Comment #11 by dfj1esp02 — 2009-10-05T07:54:07Z
> Ouch. That definitely shouldn't compile. Obviously 'pure' isn't doing any > parameter checking at all. The parameter isn't even const!! It's const. I use 'in' instead of const. > Note that __gshared isn't allowed in > SafeD, but still, this is starting to look ugly. __gshared is in fact a hack for those not ready to migrate to shared, but still want to use normal global variables with no effect on their types. > > Yes, two flavors of pureness can be introduces, it should be documented, what > > optimizations can be applied to them in relation to threading model. But isn't > > it a lot of work to specify and implement two flavors of pureness at the same > > time? > No, because you can get it trivially from the function signature. You meant, from the argument list? It doesn't really matter, whether the parameter is const or immutable, matters only actual constness, so if caller passes immutable argument as const to a pure function, it's the same as if parameter was declared immutable, so the level of purity actually depends on what arguments are passed to the function and thus changes from call to call as caller passes arguments with different constness. So it's actually the caller who decides pureness of the call and how to optimize it, the good news is caller knows the constness of perameters it passes. Immutability may be required only when callee wants to do immutable optimizations and call immutable methods.

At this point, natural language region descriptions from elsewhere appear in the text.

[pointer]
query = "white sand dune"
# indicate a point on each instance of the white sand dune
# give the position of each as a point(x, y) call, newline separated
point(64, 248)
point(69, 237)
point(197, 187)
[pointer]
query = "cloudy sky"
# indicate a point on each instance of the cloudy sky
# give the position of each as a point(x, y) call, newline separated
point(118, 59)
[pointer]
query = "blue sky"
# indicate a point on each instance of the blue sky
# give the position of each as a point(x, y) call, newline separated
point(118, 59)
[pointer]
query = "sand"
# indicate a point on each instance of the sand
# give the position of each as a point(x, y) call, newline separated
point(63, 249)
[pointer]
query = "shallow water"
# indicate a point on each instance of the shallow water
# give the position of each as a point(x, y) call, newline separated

Comment #12 by clugdbug — 2010-11-08T19:10:03Z
With the relaxed purity rules in DMD2.050, the compiler now internally distinguishes const pure functions (which was the old meaning of pure) from immutably pure functions (this issue) and also allows weakly pure. I don't know whether to mark this as FIXED or WONTFIX. But since the compiler internally keeps track of immutability pure, I'm marking as FIXED.